Angela Fahey can vividly remember the moment she watched her son's rugby match turn into an all-out brawl.
It was almost a year ago, and the 16-year-old was playing at loosehead prop for Auckland Grammar. She had his little brother, 9, on the sidelines, with a group of four of his friends.
Her son was going into a ruck in the secondary schools rugby final, being played at Tamaki College, when a player for the De La Salle College opposition started throwing hook punches at him. The referee blew the whistle and the game came to an early end.
Her son remembers that as the straw that broke the camel's back in what was already a tense match. "The other team and the team that had played before, and all their supporters, came on and started punching all the members of my team. Half of them wanted a piece of me."
He said the fight had been building for a while. Auckland Grammar had been always just ahead on the scoreboard and some of De La Salle's supporters thought the referee was being too hard on their players.
"They were twice our size but they couldn't beat us. We were ahead by one point."
They struggled to get away to the safe area where their coaches were standing, all the while being punched by the opposition.
"The coaches were saying 'get out of there, get over here' ... we didn't know what happened to the referee and the linesmen, we didn't know they were getting beaten up."
The 17-year-old referee was punched in the face.
Fahey said the supporters then seemed to turn on each other.
"The scariest thing was that they were fighting amongst themselves, punching each other and coming towards us.
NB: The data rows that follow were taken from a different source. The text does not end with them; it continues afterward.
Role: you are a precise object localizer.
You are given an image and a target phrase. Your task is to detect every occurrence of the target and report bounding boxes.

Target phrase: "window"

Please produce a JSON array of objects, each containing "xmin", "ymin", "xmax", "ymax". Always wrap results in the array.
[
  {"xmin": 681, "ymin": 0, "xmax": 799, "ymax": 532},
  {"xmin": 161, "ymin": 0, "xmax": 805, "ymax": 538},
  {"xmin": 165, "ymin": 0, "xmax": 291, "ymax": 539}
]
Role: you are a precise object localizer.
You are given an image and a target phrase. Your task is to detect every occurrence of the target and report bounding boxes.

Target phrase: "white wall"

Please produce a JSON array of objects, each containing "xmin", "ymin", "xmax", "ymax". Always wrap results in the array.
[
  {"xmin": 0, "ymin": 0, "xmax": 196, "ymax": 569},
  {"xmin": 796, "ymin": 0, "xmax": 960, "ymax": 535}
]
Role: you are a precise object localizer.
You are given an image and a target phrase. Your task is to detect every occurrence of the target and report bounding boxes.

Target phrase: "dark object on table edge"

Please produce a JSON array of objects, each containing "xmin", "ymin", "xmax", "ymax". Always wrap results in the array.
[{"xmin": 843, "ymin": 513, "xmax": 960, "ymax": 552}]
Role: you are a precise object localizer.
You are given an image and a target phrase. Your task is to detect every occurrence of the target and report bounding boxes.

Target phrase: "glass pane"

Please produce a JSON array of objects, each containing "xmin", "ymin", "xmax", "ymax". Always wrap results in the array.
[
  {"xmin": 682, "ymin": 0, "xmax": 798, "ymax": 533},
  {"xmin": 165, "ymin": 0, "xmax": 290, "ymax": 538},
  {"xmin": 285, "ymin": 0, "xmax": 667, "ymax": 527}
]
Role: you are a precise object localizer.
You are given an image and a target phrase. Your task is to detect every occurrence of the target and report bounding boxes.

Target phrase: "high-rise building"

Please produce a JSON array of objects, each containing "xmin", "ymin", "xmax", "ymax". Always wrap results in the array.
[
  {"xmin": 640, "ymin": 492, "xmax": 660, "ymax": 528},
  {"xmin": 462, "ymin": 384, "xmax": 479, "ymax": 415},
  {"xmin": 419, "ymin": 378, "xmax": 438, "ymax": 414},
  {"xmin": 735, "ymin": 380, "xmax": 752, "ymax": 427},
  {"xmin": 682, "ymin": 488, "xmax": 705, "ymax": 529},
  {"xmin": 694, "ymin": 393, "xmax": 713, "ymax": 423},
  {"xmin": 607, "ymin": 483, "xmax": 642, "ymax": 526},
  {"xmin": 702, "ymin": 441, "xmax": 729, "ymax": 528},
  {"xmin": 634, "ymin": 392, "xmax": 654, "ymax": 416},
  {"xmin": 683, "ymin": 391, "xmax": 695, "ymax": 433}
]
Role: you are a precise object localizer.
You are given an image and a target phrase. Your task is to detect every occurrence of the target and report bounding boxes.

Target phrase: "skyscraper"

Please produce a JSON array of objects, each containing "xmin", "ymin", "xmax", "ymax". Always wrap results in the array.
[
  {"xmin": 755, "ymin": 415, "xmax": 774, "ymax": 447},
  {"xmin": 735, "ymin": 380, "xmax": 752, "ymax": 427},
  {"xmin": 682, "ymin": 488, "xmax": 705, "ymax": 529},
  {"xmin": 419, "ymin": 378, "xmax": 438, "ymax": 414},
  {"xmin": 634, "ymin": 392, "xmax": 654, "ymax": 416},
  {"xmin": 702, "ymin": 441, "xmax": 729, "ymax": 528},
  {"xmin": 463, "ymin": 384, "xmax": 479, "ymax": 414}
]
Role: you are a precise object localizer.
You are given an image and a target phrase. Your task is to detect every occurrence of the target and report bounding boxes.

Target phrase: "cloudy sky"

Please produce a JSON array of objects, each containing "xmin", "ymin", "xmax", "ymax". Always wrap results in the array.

My girlfriend, who had little kids with her, called 111. The police were there within minutes."
The spectators were yelling abuse before the fight even broke out: "How will kids ever learn that this behaviour is not acceptable? And the parents came on as well, what was that about?"
Don Crawford, Auckland Rugby Referees' Association chairman, said the spectator responsible for punching the referee last year had never been found, but two De La Salle players were banned.
Auckland Rugby is soon to make an announcement about the school's efforts to stop such violence repeating, and Crawford said the school's principal had worked tirelessly on it.
But still it goes on: Just yesterday, at a game in Tauranga, an opposition player told Fahey's son he was going to get smashed. "It only happens if they lose," he said.